Opinión Nacional

Blas Bruni Celli

E l gran venezolano Pedro Emilio Coll observó alguna vez que sólo era feliz el tiempo en que el cultivo del gusto y del espíritu ocupaba el puesto de honor. Me atrevería a pensar que dentro de ese tiempo habitó siempre, sin renunciar, Blas Bruni Celli. Fue, si se quiere, su domicilio favorito. No exagero si digo haber conocido a pocos hombres tan intelectualmente inquietos como Bruni Celli; cuando no estaba pensando en alguna declinación para sus clases de griego que aún, hasta fecha reciente, impartió en la UCV, estaba afanado en la tarea de ponerse al día con las más recientes innovaciones cibernéticas para llevar a cabo su infatigable tarea de indexación de obras, elaboración de fichas, o para el acopio de documentos históricos.

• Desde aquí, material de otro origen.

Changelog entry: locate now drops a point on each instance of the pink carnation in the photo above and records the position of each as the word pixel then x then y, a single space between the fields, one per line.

Don Blas no sólo habitó ese tiempo feliz del cual hablara Coll, sino que lo hizo moviéndose con familiaridad y destreza dentro de las exigencias que le deparaba su pasión helenista y, a la vez, sin ningún prejuicio hacia el mundo tecnológico que le rodeaba. Sólo dentro de tan diversas escalas puede explicarse que a su condición de médico anatomopatólogo sumara la de historiador; a ésta, la de bibliógrafo, la de docente, la de traductor, la de numerario de cuatro academias y, en la médula de todo, de sólido cultor de la lengua española. Eso sólo podía hacerlo una mente abierta, de modo simultáneo, a tantos conocimientos científicos y humanísticos como de los que estuvo dotado este aventajado hijo de El Tocuyo.

Habiéndolo conocido y tratado de cerca en la Academia de la Historia, busco en mí lo que más me condujo siempre a tributarle mi admiración a don Blas y me encuentro frente a muchos caminos distintos por los cuales podrían transitar estas palabras. Me limitaré, por tanto, al espacio desde el cual mejor puedo decir algo con cierta propiedad, y para ello quisiera referirme, así sea brevemente, a su vastísima obra como compilador y bibliógrafo.

En este sentido, por ejemplo, todo cuanto sabemos acerca de José María Vargas ­como médico, botánico, químico y presidente civil­ yacería incompleto y aun librado a la dispersión de no haber mediado el empeño de don Blas por compendiar y poner en orden toda su obra científica, así como sus papeles como político y tribuno de valiente voz. Lo mismo cabría decir del científico y precursor del positivismo venezolano, Adolfo Ernst, en torno a cuya obra don Blas trajinó por espacio de años. Nada extraño al ejercicio de hurgar en los archivos, o de navegar entre folletos e impresos desconocidos, don Blas es autor de una obra que me atrevería a calificar de imprescindible: me refiero desde luego a su libro Venezuela en cinco siglos de imprenta, capaz sólo de decepcionar a quien creyera haber dado con algún impreso venezolano desconocido puesto que, en ese sentido, don Blas no dejó una sola hoja sin voltear. Allí, entre sus más de 1.600 páginas de catalogación y descripción de impresos de diversa índole está reunido uno de los mejores tesoros de la bibliografía venezolanista, algo que prestigiosamente lo emparenta con el pequeño pero exclusivo linaje de Manuel Landaeta Rosales, Manuel Segundo Sánchez y Pedro Grases.

A mi modo de entender nuestra tradición, un tanto desnaturalizada en estos tiempos confusos e inverosímiles, don Blas cumplió con una tarea por la cual esta nación debe estarle hondamente agradecida: haber contribuido a ordenar su existencia bibliográfica. Esto equivale a poner de relieve la enorme tarea que significó para él poner en orden la morada espiritual de un país con cinco siglos a cuestas. Se trata, sin duda, de uno de los mejores obsequios, entre los muchos que pudo dejarnos este venezolano imprescindible a quien, estos días, nos ha tocado la tristeza de despedir.